Quick-Take: We can expect the ‘new’ Congress to begin to immediately take up the extension of the 2017 Tax Act and many of its provisions when it convenes early next month. Another piece of legislation that is expected to be visited by Congress early in 2025 is the proposed ACE Act, which has a fair amount of bipartisan support. The Accelerate Charitable Efforts Act, or ACE Act, focuses on eliminating perceived abuses of donor advised funds (DAFs.)

Perceived DAF Abuses: Some concern associated with existing DAFs are:

  • There is no deadline for distributions from a DAF. Presumably, funds given to a DAF can remain in the DAF, untouched, for years, permitting the DAF principal to grow tax-free.
  • While the donor to a DAF can claim an immediate charitable income tax deduction when he/she contributes to the DAF, the funds do not have to be distributed to the charity, or in the view of Congress, the community that the charity serves, for decades, i.e., an immediate income tax deduction benefits the donor, but the community will not  benefit from that donation until well into the future.
  • Private foundations apparently can abuse DAFs to circumvent private foundation rules. A private foundation must distribute 5% of its assets each year to charity. A private foundation can use the DAF as a ‘workaround’ by transferring funds to a DAF to meet its annual distribution obligation without ensuring that the money reaches an operating nonprofit organization. By using a DAF to fulfill its annual distribution obligation, the private foundation thus avoids having to make a hasty grant-making decision.
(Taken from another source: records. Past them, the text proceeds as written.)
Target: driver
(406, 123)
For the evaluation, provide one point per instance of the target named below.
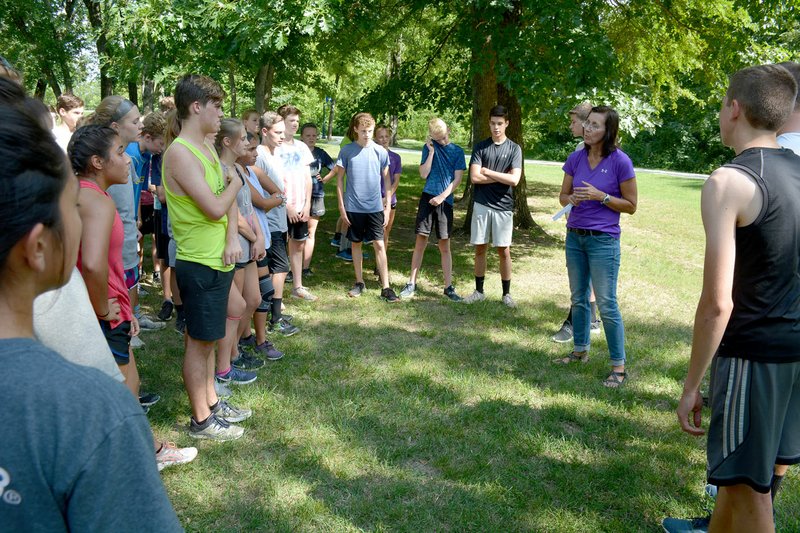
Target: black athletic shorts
(162, 239)
(434, 218)
(204, 292)
(317, 206)
(118, 339)
(298, 231)
(365, 226)
(277, 257)
(147, 219)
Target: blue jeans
(594, 259)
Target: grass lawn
(434, 416)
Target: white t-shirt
(295, 158)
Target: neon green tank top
(199, 239)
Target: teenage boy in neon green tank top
(204, 221)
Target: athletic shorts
(434, 218)
(491, 225)
(317, 206)
(172, 253)
(162, 239)
(132, 277)
(297, 231)
(204, 292)
(118, 339)
(277, 257)
(754, 421)
(148, 225)
(365, 226)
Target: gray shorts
(754, 423)
(317, 206)
(491, 225)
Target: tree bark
(332, 106)
(133, 92)
(484, 97)
(522, 214)
(41, 88)
(264, 80)
(232, 87)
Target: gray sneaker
(450, 292)
(148, 324)
(474, 297)
(231, 414)
(408, 291)
(356, 291)
(215, 429)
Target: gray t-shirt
(364, 168)
(123, 198)
(271, 164)
(64, 321)
(77, 454)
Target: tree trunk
(148, 95)
(41, 88)
(133, 92)
(264, 80)
(332, 106)
(484, 97)
(232, 87)
(522, 214)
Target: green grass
(431, 416)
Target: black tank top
(765, 322)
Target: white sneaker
(509, 301)
(474, 297)
(170, 455)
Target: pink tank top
(116, 274)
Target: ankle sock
(479, 283)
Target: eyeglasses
(588, 126)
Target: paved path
(675, 174)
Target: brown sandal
(573, 357)
(615, 379)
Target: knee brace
(267, 290)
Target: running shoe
(215, 429)
(234, 376)
(170, 455)
(408, 291)
(474, 297)
(283, 327)
(230, 414)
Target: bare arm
(425, 168)
(185, 175)
(625, 204)
(727, 196)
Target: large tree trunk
(232, 87)
(264, 80)
(332, 106)
(522, 214)
(484, 97)
(41, 89)
(133, 92)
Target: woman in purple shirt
(599, 183)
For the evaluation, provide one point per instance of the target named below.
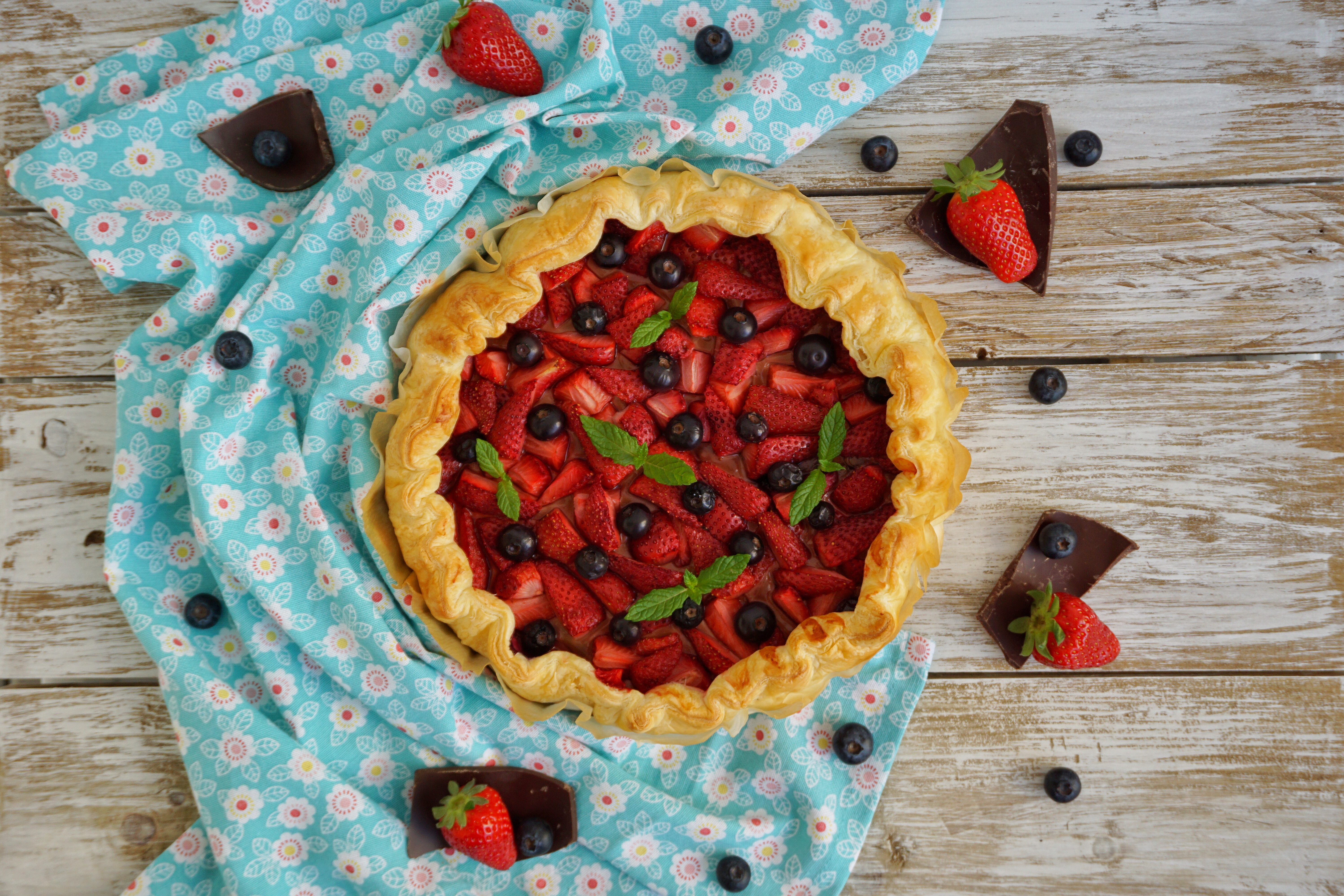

Currently there is no limit as to the amount, or duration, these funds can be ‘warehoused’ in a DAF.

Proposed ACE Act Reforms:  Some of the reforms that are currently being studied by a couple of committees in Congress as part of the ACE Act are:

Tie Tax Deduction to Distribution Deadline: The Act would establish a payout deadline for all DAFs of 15 years from the date of contribution in order for the donor to qualify for an immediate income tax charitable deduction.

No ‘Warehousing’ Distributions by Private Foundations: Private foundations would be prohibited from counting a transfer to a DAF towards the private foundation’s annual 5% distribution requirement.

Eliminate Some Expenses from Distribution Obligation: A foundation would be preventing from including family member salaries or luxury expenses in its annual 5% payout obligation.

Conclusion: The purpose of these proposed reforms is to ensure that charitable contributions meet their intended purpose more promptly and efficiently. Expect to see some movement in Congress early in 2025 to impose some of these restrictions on DAFs.